12 years after introduction, Gulf still slow to respond to World Bank and ICC’s calls for DABs
Resistance towards the application of Dispute Adjudication Boards (DABs) in the region is to prevent the exposure of poor contract administration, says author and claims consultant Andy Hewitt.
DABs were introduced into the FIDIC forms of contract in 1999 however their adoption in the Middle East has been much slower than other region despite insistence of their application from the World Bank and International Chamber of Commerce.
Each board is required to be impartial, familiar with the project contract and to conversant with events by way of regular site visits and progress reports.
“Employers may see DABs as an erosion of their ability to act in a high-handed manner toward contractors and supervising consultants fear that DABs may expose poor contract administration,” said Hewitt.
“DABs consist of impartial experts who are skilled in adjudication and are also available to advise and provide opinions to the parties. They reduce contention, spurious claims, unreasonable determinations and posturing which allows the parties to concentrate on the project rather than disputes and can settle a dispute within three months.

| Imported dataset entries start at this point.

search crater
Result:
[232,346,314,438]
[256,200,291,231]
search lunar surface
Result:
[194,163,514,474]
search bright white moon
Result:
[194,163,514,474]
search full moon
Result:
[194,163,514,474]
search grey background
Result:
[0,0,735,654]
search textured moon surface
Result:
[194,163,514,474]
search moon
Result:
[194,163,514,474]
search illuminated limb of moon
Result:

The cost of using DABs is a negligible part of the project cost, is vastly less that arbitration or litigation and is likely to produce lower bids from tenderers,” explained Hewitt.
“These are significant advantages to all parties on a construction project, with the possible exception of claims consultants and lawyers,” he added.
“I would suggest that if it were possible to insure against disputes at such costs, the parties would be rushing to their insurance brokers, especially if these costs are compared to typical costs of arbitration or court proceedings.”